On Thu, Apr 28, 2011 at 6:26 PM, Aaron <aaron.t...@gmail.com> wrote:
> Hi,
>
> I posted this question a few days ago in the general app engine group,
> but felt this would be more appropriate here.
Ahh sorry I missed that; I monitor this list much more than the other ones.
> I'm getting a TaskTooLarge Error when starting a pipeline, but I've
> logged the arguments passed in, and the size of the parameters are
> all well within the size limit. I feel like maybe the pipeline api
> stores all child tasks within some larger task, but can't find
> anything in the documentation related to his.
This is a known limitation and I'm sorry for the trouble. The task
payload limit is 10KB right now, which is what's hurting you. Everyone
would like that limit to be higher and I believe that's in the cards.
What your log tells me is your pipeline is getting scheduled just fine
(so job.start() runs okay), but when it runs and tries to schedule
child jobs it explodes. The reason is the "fanout handler" task
payload has all the keys of the child pipelines. I've described an
alternative approach in this issue which I think will solve your
problem:
http://code.google.com/p/appengine-pipeline/issues/detail?id=26
Not sure when I'll be able to get a patch out to fix this but hopefully soon.
In the meantime, the trivial solution is to split your iteration up
into two child pipelines, one issuing children 1-50, the other 51-100.

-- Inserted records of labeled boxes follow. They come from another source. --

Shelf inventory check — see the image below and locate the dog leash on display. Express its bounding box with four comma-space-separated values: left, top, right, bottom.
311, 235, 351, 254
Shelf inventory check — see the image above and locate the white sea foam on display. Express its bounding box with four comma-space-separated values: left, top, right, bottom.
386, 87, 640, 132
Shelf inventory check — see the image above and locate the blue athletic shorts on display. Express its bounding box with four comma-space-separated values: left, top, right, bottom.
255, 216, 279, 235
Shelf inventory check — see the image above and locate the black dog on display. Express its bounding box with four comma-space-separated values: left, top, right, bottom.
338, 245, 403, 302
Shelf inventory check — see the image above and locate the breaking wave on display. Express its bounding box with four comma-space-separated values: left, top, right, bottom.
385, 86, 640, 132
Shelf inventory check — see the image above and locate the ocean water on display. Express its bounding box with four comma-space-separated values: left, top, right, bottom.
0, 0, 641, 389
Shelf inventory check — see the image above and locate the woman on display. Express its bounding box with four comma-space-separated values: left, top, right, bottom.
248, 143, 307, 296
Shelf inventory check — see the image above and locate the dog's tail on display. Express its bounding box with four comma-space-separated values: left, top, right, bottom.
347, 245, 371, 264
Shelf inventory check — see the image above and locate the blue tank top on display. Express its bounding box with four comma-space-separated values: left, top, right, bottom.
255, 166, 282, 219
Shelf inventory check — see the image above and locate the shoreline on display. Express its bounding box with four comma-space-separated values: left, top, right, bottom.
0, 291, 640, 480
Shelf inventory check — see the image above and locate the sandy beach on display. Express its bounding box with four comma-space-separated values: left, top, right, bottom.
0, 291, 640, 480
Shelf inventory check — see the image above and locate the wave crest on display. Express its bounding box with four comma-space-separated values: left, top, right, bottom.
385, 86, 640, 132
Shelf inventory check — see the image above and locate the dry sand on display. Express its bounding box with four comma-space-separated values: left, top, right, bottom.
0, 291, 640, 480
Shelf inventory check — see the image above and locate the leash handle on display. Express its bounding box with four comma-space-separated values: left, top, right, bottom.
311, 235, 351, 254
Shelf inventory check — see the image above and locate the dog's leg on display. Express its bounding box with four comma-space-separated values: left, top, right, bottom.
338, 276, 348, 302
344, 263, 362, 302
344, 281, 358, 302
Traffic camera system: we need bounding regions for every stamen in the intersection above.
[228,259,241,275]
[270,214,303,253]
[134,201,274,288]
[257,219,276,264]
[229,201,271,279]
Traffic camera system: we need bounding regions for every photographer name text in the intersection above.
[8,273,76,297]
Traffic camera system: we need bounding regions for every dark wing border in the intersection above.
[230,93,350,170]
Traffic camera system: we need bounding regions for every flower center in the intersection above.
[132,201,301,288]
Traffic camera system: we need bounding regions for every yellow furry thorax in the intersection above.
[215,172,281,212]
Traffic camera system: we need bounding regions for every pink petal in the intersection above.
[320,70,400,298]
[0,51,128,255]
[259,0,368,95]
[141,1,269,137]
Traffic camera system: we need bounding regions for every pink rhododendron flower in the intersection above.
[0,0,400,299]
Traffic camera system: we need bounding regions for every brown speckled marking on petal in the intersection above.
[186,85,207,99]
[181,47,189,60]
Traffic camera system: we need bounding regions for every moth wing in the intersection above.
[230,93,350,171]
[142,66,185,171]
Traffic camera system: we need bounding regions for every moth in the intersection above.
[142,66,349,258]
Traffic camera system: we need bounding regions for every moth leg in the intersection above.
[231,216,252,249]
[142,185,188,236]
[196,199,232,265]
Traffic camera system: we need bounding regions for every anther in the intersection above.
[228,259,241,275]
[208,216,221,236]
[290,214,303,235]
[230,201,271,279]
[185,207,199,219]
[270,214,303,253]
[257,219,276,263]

The task payload of each of those should be 13KB/2, and thus should
get scheduled fine. You'll just need to tweak your parameters and
introduce a new parent pipeline to coordinate this. The parent
pipeline can also send off the 101th pipeline that relies on the other
100.
Hope that helps!
-Brett
I had time right now, so I've checked in a fix for your issue:
http://code.google.com/p/appengine-pipeline/source/detail?r=39
Can you pull the source again and try it out? Let me know that it
fixes your issue.
-Brett
On Fri, Apr 29, 2011 at 5:38 PM, Aaron <aaron.t...@gmail.com> wrote:
> Thanks a lot for your time. Your update fixed the scenario when I'm
> only delaying a batch of ~100 tasks. However, when I am trying to
> handle larger data sets, I am still running into this error. In
> particular, the number of tasks that I need to wait for can range
> anywhere from 100-2000. I ran into the same error when I needed to
> wait for 1280 tasks before executing the last task.
>
> From the description of the fix, it seems like this isn't expected
> behavior. Is there something I'm missing?
Even with the optimization I added, you're going to hit the 10KB task
size limit. Until the task size limit is raised, you should try the
work-arounds I described in my first response to you. Essentially, I'm
suggesting you split the 1000+ child pipelines into multiple parts
(say, that yield 100 children each) and then have a parent task wait
on those 10 child tasks (thus, 10 children * 1000+ children's children
= 10,000 tasks in all).
-Brett